I have learned that people who don't procrastinate don't understand. Words and rational thought don't help. Incentives don't help. Taking care of yourself - diet, exercise, sleep - doesn't help either. Self-discipline is a foreign concept. My willpower is too weak to break procrastination head-on. Procrastination is utterly, terrifyingly, paralyzing.
It finally took confronting the mother of all procrastination triggers - Ph.D. research, mine in physical science - to find a way to cope other than pulling an all-nighter the day before something is due, using extreme deadline pressure to push me over the horrendous activation barrier separating me from productivity. Running on deadline pressure simply became impossible when the work products that matter are completed in hundreds or thousands, not tens, of hours, and deadlines became virtually nonexistent. When I finally had to quit a research group under pressure because I'd had a manuscript "in preparation" for too long, I realized I could not succeed anymore without doing better.
Ultimately what resonated with me was an emailed invitation to a seminar on procrastination at my university. I did not attend the seminar, but its invitation mentioned procrastination as rooted in anxiety. You mentioned stress in your post. I do believe that, while other aspects may vary, the positive feedback loop between delay and anxiety is very common if not universal. For me, the anxiety is rooted in perfectionism for the appearance, function, or logical structure of a product.

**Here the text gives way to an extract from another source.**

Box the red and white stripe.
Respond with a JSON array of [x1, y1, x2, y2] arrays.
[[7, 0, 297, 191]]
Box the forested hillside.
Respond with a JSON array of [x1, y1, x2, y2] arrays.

So it is not hard to imagine how a 2,000-word - or 10,000-word - document trips me up. For me, the resolution of this anxiety is to be immersed in process, having an intuition for where I am in a task as it is linearly, effortlessly completed. For others, the source of anxiety and its release may be different. But for every procrastinator I've gotten to know well, I've seen that their syndrome is, deep down, all about anxiety.
For me, to reconcile these two required a way to get into the process using willpower. And to give one's will a chance against a wall of anxiety, the process had better be easy. The trick I use is to break a job not into small pieces but TINY pieces. And I put a definite time limit on completing that tiny piece.
So I find myself saying things like, "I'm going to go to the office, and within five minutes of turning on my computer, I'm going to write one sentence." On its face, this is ridiculous - the task is to send a manuscript to Physical Review Letters by the end of the month, not write a sentence. But that trick of coming up with a job so small and definite that willpower can break the logjam is, to me, crucial.
Sometimes I fail to complete even the tiny piece. Sometimes I complete it and immediately slip back into unproductivity. But other times, certainly often enough that it matters, my brain starts working, I fall into a groove, and a lot of work gets done.
I'm still a procrastinator. I probably always will be one. Tomorrow I have group meeting and there's one last figure to finish for the paper I'm working on (let's not talk about the text!), and look what I did with my evening instead. But using the technique of doing tiny tasks with a time limit has helped me be productive far more consistently. I still have bad days where I check my email 150 times. But I've made it to the fifth year of my Ph.D. program, I have three publications to my name, and I usually keep my (new) boss happy. After my doctorate I will not attempt a career in scientific research - the projects are simply too long, and the writing tasks too ubiquitous, for a procrastinator. But I will find something else to do, something with more structure and less writing, and I will probably be okay.
It is hard, but I hope you'll be okay too. Good luck.